Değişim Medya  |  Haber |  Dergi  |  Radyo - 0 372 322 27 30
logo
  •  
    •  » GÜNCEL
    •  » KÜLTÜR
    •  » SİVİL TOPLUM
    •  » KULİS HABER
    •  » YEMEK
    •  » DİN VE MEZHEPLER
    •  » EREĞLİ TARİHİ
    •  » FOTO GALERİ
    •  » VİDEO GALERİ
    •  » YAZARLARIMIZ
    •  » RÖPORTAJ
    •  » SİNEMA
    •  » TEKNOLOJİ
    •  » DİYALOG
  • SİYASET
  • AKÇAKOCA
  • EKONOMİ
  • GÜNDEM
  • ASAYİŞ
  • YAŞAM
  • SAĞLIK
  • MEDYA
  • SPOR
  • EĞİTİM
  Büyük kavga… Çok sayıda ekip sevk edildi…
  Ağaçtan düştü…
  Feci kazada 2 kişi öldü!
  Başkan Ünlüer ve Yönetimi de katıldı
  İşçi servisine çarptı!
  Kontrolden çıkınca!.....
  FRENİ PATLAYINCA!.......
  Feci kaza…
  Refüje çıktı!....
  Talihsiz genç ölü bulundu
06 Aralık 2025 Cumartesi
  1. GÜNDEM

Babasının hobisi mesleği oldu!....

 Yayınlanma : 04-04-2025 | 13 : 23 12
 Güncelleme : 04-04-2025 | 13 : 23 12
Babasının hobisi mesleği oldu!....
        

Babasından devraldığı hobisi mesleği oldu .

Babasından devraldığı hobisi mesleği oldu.

  Zonguldak'ın Ereğli ilçesinde yaşayan 36 yaşındaki Sercan Morcu, çocukluk yıllarında babasından edindiği antikacılık ve koleksiyon merakını zamanla bir mesleğe dönüştürdü.  

  Karadeniz Ereğli ilçesinde yaşayan 36 yaşındaki Sercan Morcu, çocuk yaşta babasından aldığı ilhamla başladığı antika merakını yıllar içinde mesleğe dönüştürdü.
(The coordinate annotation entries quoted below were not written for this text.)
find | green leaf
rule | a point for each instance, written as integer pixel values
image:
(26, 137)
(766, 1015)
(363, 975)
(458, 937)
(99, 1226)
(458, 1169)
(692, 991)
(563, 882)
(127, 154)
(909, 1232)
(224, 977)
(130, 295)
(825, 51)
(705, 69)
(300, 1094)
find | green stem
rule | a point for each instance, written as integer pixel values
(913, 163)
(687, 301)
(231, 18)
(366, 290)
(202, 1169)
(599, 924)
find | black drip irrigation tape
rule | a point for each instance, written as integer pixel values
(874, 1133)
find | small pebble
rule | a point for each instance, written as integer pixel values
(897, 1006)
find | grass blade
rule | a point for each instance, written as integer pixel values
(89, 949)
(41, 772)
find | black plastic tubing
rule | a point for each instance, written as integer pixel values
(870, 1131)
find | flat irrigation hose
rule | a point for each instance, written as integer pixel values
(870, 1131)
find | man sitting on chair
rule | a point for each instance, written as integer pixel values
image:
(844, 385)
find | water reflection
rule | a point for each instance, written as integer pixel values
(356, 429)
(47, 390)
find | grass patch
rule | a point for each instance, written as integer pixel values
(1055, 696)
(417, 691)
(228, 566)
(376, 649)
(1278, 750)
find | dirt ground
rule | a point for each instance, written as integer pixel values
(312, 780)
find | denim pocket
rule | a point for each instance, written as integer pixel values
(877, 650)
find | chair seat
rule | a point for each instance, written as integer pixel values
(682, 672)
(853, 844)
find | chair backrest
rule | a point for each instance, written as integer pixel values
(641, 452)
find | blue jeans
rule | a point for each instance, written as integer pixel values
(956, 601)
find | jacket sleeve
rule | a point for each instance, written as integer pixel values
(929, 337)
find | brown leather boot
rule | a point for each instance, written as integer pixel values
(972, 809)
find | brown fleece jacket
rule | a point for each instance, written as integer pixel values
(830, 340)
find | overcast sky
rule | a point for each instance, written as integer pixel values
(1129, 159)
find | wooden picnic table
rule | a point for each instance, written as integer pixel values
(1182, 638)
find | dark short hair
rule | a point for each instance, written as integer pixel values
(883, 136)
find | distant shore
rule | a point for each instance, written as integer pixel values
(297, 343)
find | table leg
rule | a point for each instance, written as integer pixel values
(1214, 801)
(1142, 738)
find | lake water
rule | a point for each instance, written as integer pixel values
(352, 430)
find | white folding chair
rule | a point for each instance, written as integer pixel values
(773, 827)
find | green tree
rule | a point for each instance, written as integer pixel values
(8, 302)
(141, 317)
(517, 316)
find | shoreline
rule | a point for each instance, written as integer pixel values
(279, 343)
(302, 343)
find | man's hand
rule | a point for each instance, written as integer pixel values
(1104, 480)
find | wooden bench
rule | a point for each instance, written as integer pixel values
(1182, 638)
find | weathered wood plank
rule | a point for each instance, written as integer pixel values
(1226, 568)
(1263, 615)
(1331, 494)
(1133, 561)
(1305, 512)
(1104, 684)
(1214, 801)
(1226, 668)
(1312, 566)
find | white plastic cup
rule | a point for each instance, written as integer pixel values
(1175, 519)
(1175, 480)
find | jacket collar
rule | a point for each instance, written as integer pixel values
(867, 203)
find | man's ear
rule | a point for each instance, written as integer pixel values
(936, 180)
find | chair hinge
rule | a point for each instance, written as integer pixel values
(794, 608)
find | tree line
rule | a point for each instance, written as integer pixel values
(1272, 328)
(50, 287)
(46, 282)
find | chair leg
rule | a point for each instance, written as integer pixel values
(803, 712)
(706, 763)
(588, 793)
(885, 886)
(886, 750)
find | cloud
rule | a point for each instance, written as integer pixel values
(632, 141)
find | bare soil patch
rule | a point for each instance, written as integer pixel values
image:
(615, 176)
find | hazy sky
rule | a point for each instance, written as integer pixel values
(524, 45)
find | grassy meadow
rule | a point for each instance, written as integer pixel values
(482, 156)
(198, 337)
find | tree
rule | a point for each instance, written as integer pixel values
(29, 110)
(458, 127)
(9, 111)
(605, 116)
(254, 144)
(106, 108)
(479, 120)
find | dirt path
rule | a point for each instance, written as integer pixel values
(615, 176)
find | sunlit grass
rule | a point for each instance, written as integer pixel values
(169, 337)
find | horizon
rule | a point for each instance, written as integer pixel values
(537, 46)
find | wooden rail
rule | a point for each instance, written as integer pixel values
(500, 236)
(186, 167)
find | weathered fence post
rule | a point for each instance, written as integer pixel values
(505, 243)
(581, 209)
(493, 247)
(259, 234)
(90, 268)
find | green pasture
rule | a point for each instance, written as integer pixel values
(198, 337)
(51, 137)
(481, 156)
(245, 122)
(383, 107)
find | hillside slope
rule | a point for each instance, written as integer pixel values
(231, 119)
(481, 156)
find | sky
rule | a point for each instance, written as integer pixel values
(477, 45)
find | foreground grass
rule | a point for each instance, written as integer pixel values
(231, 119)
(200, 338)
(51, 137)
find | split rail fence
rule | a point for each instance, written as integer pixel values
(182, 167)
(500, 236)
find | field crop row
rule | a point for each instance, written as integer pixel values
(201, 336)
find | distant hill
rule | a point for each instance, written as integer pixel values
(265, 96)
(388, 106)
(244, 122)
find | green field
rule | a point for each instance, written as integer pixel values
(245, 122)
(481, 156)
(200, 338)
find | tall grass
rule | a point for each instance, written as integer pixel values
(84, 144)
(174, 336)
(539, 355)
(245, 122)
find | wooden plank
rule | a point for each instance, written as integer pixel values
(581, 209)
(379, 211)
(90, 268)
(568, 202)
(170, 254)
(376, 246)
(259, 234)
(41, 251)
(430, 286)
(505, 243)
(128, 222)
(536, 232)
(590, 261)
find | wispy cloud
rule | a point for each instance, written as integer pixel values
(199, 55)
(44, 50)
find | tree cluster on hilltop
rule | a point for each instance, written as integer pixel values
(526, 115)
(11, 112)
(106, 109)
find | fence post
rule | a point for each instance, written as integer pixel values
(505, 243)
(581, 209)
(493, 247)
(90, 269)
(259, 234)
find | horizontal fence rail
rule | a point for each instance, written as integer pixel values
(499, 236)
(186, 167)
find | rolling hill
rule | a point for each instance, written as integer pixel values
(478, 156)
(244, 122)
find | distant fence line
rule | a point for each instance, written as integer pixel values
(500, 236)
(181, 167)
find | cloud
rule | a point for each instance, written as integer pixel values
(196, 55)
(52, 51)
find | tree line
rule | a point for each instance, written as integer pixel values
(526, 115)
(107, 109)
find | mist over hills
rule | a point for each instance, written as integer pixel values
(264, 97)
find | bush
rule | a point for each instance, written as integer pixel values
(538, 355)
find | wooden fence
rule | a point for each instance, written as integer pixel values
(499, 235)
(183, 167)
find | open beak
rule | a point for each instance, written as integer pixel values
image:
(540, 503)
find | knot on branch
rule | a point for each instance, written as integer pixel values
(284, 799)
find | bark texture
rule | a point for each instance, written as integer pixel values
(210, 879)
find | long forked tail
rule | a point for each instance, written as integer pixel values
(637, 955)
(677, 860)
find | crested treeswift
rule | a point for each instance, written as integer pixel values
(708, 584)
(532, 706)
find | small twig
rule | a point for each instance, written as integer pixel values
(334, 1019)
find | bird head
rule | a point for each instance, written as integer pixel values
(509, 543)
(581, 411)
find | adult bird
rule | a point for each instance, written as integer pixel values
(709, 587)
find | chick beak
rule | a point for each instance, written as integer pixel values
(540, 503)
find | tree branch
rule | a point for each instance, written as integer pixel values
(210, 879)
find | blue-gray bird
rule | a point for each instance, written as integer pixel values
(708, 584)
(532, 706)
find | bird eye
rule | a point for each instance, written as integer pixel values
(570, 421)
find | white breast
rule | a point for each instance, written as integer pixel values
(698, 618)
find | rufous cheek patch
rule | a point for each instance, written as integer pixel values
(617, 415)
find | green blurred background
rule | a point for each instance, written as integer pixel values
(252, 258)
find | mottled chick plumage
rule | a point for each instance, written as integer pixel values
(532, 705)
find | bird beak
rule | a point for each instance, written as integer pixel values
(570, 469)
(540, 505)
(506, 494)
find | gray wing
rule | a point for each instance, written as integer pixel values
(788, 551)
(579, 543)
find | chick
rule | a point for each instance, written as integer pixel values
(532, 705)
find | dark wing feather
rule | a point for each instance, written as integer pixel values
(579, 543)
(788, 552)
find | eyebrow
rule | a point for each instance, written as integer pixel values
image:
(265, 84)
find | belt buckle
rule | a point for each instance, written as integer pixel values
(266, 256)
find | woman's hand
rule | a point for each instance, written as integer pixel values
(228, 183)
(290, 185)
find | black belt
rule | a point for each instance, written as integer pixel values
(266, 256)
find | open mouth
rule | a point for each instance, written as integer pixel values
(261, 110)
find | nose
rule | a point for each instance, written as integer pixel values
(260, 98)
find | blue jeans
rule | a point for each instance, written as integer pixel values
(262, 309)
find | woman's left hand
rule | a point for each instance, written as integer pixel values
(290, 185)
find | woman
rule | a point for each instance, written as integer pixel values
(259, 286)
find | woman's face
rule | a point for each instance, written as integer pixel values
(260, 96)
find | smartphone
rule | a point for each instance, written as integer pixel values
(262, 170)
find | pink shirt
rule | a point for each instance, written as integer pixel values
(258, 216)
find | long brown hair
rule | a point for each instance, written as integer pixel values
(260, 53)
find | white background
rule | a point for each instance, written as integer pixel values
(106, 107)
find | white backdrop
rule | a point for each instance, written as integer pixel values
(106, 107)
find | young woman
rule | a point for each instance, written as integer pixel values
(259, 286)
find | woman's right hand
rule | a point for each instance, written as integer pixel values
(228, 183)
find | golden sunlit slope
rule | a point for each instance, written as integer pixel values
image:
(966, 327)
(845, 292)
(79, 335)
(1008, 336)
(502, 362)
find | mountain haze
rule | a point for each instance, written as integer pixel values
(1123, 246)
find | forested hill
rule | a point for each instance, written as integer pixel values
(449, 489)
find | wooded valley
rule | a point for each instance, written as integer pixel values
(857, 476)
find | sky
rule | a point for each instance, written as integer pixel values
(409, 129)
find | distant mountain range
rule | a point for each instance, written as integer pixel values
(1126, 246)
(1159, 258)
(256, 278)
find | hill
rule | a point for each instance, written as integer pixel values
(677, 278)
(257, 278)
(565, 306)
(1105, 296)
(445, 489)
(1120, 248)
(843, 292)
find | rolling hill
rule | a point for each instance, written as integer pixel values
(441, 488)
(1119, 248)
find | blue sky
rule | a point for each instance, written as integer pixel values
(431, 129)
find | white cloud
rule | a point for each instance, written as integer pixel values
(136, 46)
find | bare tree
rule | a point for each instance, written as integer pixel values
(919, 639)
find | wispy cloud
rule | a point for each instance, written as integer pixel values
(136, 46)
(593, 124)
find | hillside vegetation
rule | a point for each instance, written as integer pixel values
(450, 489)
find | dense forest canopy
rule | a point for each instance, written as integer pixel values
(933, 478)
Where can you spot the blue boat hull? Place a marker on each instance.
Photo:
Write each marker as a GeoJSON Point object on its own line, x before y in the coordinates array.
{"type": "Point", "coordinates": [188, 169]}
Babasının Almanya'da yıllarca sürdürdüğü antikacılığın izinden giden Morcu, 2000 yılından bu yana topladığı objeleri, 2021 yılından itibaren ticarete dönüştürerek hem geçmişin izlerini korumaya hem de bu kültürü gelecek nesillere aktarmaya çalışıyor.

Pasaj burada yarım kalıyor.